Updated by Faidon Liambotis over 11 years ago
- File ceph-osd.27.meta.gz ceph-osd.27.meta.gz added
root@ms-be1003:/var/lib/ceph/osd/ceph-27# find current/meta/ | tee ~/ceph-osd.27.meta | wc -l
42992
Attached.
Updated by Faidon Liambotis over 11 years ago
sjust said that we're done collecting information and that I could rm the pg directory/log/info, which I did. Unfortunately, it keeps crashing on boot , so there are probably more PGs like that...
Updated by Mike Dawson over 11 years ago
I'm seeing this same assert failure when trying to startup 3 of my OSDs. Happy to provide feedback for the debugging effort if needed.
Updated by Samuel Just over 11 years ago
The fault is in OSD::handle_osd_map where we trim old maps. Prior to 0.50, the pgs would have processed up to the current OSD map by this point. Post 0.50, however, pgs may lag behind the OSD map epoch. In an extreme case, the OSD might trim past a map needed by a PG. This is what happened here. Working on patch now.
Updated by Samuel Just over 11 years ago
- Status changed from Fix Under Review to Resolved
66eb93b83648b4561b77ee6aab5b484e6dba4771
Updated by Faidon Liambotis over 11 years ago
So, my (very basic) understanding of this suggests that the fix is that the trim wouldn't happen in the first place.
How about the crash that I'm experiencing right now though?
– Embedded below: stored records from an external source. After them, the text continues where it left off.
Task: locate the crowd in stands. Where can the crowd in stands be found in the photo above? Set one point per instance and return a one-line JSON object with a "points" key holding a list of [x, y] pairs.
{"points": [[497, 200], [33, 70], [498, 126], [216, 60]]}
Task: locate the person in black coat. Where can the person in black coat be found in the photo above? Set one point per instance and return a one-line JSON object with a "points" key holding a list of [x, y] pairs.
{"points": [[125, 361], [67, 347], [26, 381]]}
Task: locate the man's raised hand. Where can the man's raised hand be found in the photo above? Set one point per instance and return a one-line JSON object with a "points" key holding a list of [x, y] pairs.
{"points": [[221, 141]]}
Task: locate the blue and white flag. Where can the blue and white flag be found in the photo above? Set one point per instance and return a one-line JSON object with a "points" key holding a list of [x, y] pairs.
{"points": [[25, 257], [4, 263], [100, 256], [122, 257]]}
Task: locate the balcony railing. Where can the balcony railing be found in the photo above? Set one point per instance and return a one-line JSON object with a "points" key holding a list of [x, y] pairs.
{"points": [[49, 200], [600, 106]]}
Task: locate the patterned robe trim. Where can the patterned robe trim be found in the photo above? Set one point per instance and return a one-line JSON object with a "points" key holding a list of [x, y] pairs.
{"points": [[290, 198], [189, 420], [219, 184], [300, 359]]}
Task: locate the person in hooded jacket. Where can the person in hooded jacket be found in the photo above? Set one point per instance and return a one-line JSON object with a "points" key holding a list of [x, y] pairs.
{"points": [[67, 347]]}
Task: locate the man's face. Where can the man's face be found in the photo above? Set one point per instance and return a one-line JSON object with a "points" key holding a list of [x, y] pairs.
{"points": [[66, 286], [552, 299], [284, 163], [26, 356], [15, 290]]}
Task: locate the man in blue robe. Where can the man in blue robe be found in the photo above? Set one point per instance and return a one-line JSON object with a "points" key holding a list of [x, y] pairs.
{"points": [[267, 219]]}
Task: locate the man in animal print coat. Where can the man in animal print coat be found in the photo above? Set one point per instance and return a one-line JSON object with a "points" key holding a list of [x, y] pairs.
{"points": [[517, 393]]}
Would it be possible for the OSD to recover without the manual action of deleting PGs from the filesystem?
Updated by Samuel Just over 11 years ago
Yeah, I just pushed a work-around branch (which I haven't tested much, so ideally you would try it on a node you can afford to lose) wip-bobtail-load_pgs-workaround. There is a scenario in which this would be a problem, but if you have not been expanding the number of pgs in your pools, you won't hit it.